No, I agree, no problem with keeping a pair of females together. (unless a female changes to a male then you have a legit pair)
Your biggest problem is that a 20 tall is NOT a large enough tank for two seahorses. Minimum size would be 29g for just one pair.
Smaller tanks are very difficult to maintain water quality due to the eating habits of the seahorses which even with the larger tank need much better husbandry and more and larger water changes than you would need for a reef tank. Insufficient water quality means bacterial infections down the road. Test kits available to use cannot tell us when the water is going to promote the bacteria to plague proportions so we need preventive maintenance.
Here in Canada we no longer get wild caught, and I think in the US it is getting like that as well in most areas. My experience was the wild caught were the cheapest sold with imported tank raised being a bit more expensive, but true captive bred are definitely the most expensive.
Most common seahorses now are basically net pen raised or raised in large cement tanks where untreated ocean water is the source of parasites they get introduced to and may cause problems down the road.

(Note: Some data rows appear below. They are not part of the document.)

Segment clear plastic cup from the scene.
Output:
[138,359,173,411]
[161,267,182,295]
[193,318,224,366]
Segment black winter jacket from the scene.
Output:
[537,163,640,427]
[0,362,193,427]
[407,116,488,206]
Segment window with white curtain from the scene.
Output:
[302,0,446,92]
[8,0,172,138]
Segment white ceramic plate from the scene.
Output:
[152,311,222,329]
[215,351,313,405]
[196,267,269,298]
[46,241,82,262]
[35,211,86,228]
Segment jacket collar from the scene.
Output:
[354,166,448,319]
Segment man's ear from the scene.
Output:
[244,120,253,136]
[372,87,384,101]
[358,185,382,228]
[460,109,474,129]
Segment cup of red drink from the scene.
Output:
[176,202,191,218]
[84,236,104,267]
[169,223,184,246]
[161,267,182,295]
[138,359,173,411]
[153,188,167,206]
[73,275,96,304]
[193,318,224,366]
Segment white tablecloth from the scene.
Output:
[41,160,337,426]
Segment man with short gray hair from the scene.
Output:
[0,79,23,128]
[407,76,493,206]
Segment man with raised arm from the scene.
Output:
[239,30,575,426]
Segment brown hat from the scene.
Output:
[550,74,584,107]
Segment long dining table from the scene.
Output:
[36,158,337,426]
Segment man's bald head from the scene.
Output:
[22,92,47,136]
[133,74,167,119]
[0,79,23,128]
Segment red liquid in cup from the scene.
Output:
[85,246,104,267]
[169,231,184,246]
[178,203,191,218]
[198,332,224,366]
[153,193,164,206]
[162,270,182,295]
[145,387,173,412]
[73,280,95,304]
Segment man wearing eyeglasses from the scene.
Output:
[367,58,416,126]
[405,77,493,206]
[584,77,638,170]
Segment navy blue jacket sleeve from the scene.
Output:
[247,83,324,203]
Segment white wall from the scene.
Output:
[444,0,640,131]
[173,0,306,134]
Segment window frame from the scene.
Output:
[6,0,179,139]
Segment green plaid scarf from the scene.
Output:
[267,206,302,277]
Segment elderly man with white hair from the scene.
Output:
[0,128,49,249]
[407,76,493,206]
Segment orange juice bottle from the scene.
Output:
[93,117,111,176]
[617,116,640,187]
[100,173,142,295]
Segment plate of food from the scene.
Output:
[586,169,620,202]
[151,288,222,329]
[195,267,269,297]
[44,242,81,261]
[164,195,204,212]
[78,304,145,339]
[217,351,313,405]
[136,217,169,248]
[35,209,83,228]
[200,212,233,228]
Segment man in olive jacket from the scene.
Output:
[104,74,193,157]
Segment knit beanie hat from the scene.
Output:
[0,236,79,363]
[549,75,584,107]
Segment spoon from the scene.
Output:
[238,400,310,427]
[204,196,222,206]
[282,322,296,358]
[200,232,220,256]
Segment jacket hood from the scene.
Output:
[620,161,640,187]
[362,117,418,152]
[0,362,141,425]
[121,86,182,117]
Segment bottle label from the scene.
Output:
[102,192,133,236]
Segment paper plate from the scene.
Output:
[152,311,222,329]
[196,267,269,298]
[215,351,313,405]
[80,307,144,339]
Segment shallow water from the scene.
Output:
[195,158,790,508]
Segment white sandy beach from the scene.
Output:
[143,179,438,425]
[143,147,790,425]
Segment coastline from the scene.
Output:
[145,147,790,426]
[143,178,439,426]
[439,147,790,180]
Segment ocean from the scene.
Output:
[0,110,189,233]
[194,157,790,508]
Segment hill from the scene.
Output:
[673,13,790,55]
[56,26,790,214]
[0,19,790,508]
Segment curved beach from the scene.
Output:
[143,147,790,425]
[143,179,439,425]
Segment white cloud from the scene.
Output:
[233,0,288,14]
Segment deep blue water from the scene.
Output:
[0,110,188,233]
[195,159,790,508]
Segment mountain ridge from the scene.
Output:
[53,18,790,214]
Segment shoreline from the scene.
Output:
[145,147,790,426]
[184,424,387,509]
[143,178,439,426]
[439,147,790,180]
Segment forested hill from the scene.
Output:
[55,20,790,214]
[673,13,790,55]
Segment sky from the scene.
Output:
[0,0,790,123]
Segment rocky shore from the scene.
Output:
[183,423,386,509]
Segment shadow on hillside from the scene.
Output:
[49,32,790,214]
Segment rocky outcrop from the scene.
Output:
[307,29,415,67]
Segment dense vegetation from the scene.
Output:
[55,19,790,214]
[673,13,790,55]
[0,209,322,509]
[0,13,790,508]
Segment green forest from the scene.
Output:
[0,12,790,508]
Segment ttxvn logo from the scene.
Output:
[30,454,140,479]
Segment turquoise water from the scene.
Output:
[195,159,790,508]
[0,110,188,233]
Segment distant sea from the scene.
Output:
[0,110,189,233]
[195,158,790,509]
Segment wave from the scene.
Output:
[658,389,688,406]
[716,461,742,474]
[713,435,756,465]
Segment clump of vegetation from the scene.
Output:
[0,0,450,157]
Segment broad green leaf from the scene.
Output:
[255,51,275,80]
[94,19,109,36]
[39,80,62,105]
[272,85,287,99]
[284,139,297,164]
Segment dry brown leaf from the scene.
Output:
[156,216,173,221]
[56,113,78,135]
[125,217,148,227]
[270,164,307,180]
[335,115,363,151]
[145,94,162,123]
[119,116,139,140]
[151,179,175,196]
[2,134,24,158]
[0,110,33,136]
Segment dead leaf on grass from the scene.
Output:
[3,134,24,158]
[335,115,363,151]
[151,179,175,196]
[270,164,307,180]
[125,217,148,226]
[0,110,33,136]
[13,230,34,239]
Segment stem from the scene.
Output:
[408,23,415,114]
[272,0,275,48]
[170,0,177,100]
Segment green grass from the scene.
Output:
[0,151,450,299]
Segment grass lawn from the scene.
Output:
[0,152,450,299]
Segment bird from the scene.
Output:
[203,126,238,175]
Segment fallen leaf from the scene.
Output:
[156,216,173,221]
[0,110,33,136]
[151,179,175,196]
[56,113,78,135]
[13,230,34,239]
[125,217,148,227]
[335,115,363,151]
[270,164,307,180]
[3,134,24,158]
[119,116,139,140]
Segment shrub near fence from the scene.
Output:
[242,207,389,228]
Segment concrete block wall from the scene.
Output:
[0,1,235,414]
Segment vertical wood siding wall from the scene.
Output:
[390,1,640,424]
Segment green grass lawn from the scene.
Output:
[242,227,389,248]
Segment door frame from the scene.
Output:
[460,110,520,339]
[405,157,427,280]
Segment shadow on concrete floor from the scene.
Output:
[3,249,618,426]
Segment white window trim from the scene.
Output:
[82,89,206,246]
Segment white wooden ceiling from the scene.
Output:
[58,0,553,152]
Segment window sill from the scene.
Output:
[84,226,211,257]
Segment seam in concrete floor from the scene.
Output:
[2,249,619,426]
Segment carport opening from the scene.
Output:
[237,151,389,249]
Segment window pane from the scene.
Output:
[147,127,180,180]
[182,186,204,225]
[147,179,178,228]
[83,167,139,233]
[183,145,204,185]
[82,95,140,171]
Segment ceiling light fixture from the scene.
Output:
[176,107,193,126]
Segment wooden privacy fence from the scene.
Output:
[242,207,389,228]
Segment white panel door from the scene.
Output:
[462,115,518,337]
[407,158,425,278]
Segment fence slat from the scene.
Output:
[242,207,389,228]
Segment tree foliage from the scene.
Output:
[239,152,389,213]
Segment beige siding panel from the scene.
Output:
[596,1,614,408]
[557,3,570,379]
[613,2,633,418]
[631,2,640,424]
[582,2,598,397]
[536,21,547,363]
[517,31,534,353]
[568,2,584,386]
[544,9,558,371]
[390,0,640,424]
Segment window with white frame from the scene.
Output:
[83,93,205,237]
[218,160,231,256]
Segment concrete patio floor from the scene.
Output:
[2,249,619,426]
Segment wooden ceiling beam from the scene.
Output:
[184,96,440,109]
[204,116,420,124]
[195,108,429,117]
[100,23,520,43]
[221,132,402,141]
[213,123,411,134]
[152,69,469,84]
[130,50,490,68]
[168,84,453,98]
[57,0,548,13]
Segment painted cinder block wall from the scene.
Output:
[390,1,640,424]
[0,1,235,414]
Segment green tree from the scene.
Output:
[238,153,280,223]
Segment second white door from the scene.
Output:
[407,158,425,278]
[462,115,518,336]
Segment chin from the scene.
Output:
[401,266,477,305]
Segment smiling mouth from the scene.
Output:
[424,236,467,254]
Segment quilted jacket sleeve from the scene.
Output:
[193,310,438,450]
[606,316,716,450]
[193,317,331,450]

Best to buy is true captive bred and directly from the breeder is best.
If a store buys captive bred and then places them in their store system hooked to other fish in other tanks, then the CB will now be exposed to parasites from the other fish which too might cause problems down the road.
These "tank raised imports" are trained onto frozen mysis just like the true captive bred, and it's not unknown for a store to claim the tank raised to be true captive bred so be aware. Many times the store doesn't even know the difference.